While not as intimidating as other uneven lies the shot from an uphill lie still commands respect and requires adjustments.
Balance will be an issue as your two feet won’t be level and the ball’s level won’t even match any of the two, sitting somewhere between the two. Also, while it will be relatively easy to get the ball into the air, failure to tweak your setup will mean that the ball will travel too high and won’t reach the full distance required.
Follow the tips below on how to hit a golf shot from an uphill lie.
And if you are looking for the opposite scenario, head over to our tips on how to hit from a downhill lie.
Account for the fact your front foot is higher than your back and that ball will fly higher than normal (and for a shorter distance).
Position the Ball Forward a Little
Thanks to its position in front of you the ball’s level won’t match any of your feet’s, i.e. it sits lower than your front foot but higher than your back foot.
If you don’t think about the ball positioning at all while setting up and if you position the ball too far back in your stance you could run the risk of seeing the ball sitting too low in contrast to your feet.
This can result in a whiff where you would swing above the ball and miss it entirely, costing you a stroke.
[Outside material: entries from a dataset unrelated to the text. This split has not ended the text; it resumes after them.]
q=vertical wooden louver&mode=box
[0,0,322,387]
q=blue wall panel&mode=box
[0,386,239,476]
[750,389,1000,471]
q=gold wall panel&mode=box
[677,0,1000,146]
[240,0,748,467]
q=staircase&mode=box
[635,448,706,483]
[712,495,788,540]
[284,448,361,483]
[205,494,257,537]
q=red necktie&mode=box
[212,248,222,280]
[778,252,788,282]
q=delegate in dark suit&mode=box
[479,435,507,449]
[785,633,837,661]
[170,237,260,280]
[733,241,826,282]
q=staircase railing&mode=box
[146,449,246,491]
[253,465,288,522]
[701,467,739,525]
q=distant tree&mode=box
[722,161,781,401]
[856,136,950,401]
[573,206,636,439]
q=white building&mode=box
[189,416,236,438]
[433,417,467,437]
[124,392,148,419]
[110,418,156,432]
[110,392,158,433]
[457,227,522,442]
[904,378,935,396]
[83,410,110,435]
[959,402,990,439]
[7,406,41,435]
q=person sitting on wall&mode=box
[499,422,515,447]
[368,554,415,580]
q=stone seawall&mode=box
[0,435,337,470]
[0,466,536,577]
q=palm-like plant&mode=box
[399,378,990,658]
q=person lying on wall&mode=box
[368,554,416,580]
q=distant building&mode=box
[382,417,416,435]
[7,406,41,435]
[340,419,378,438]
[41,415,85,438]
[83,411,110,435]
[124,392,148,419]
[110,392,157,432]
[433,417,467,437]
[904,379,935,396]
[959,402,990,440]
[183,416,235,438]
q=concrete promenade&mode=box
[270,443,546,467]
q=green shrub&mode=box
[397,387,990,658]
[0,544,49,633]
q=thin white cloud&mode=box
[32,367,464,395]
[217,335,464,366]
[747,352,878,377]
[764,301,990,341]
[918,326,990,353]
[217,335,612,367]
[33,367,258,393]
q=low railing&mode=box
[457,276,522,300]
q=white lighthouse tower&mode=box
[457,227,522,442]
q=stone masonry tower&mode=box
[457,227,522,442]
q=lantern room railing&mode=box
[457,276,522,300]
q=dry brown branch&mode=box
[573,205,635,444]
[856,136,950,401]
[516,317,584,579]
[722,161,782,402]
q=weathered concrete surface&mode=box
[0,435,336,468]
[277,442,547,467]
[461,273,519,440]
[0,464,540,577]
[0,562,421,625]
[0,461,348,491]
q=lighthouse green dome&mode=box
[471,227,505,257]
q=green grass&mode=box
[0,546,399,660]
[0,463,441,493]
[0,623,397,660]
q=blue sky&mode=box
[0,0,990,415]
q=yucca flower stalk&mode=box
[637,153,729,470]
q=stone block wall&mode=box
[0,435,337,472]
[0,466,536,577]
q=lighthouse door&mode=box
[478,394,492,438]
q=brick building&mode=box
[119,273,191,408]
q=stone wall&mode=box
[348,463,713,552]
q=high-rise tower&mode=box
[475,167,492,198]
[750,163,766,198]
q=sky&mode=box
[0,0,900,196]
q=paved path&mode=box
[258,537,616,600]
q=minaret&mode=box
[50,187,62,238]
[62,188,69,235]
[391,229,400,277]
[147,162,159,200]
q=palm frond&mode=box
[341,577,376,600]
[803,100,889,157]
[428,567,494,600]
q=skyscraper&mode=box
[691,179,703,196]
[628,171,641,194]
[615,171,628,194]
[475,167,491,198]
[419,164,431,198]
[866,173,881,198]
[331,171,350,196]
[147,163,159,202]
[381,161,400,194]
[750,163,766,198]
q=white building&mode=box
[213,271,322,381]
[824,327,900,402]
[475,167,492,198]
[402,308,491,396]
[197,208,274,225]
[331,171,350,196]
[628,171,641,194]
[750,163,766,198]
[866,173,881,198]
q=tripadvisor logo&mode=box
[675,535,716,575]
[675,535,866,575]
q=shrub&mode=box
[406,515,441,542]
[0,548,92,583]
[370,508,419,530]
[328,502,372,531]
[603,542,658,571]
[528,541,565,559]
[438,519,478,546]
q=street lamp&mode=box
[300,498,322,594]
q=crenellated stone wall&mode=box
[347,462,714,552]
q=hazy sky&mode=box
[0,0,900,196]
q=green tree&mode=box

To make sure the ball is not too low, favour a forward ball position rather than a ball back or a ball center position.
Take a Wider Stance
Because you are standing on uneven ground balance will immediately be an issue while setting up.
Indeed, the hill will tend to move your weight back and may even throw you off balance over the course of your golf swing. In order to help keep your balance throughout widen your stance, that is position your feet away from each a little more than they normally would be.
A wider stance will help you in executing a confident swing without fear of falling out of position.
Match the Slope of the Hill with your Shoulders
The main risk associated with an uphill lie is seeing your clubhead penetrate the ground deeply, oftentimes producing a fat shot or worse seeing the club failing to reach the ball at all.
This can happen especially if you stand erect with your spine in a perfectly vertical position. Such a spine angle doesn’t allow for the club to brush the grass from an upslope but will rather encourage it to dig deep into the ground.
To help protect against this risk position your spine so that it is perpendicular to the ground, as it is when hitting a shot from a flat surface.
Use One More Club
Because of the upslope and because you are matching your spine to reflect the uneven terrain the effective loft of your club will be modified as a consequence. Indeed, rather than being perfectly flat on an even terrain your club will be angled back so that it rests flat against the upslope.
This angled back position effectively adds degrees of loft to your club. Therefore you can expect to hit higher shots from an uphill lie but also shots that travel a shorter distance when compared to a normal shot with that same club from a flat lie.
To account for that change in loft and ball flight you will need to club up, i.e. to use one more club than would normally be required.
Note that depending on how severe the sidehill, that club adjustment may call for a two club difference, or maybe none at all…
Transfer your Weight to the Front Foot at the Follow Through
The upslope will naturally try to push your weight towards your back foot.
Still you will need to fight against this in order to execute a proper weight transfer and a solid shot. Indeed, failing to transfer your weight from your right foot to your left, regardless of the lie, will not produce a quality golf shot.
So as you begin to swing, aim to finish your follow through with your weight solidly on your left foot, up the hill.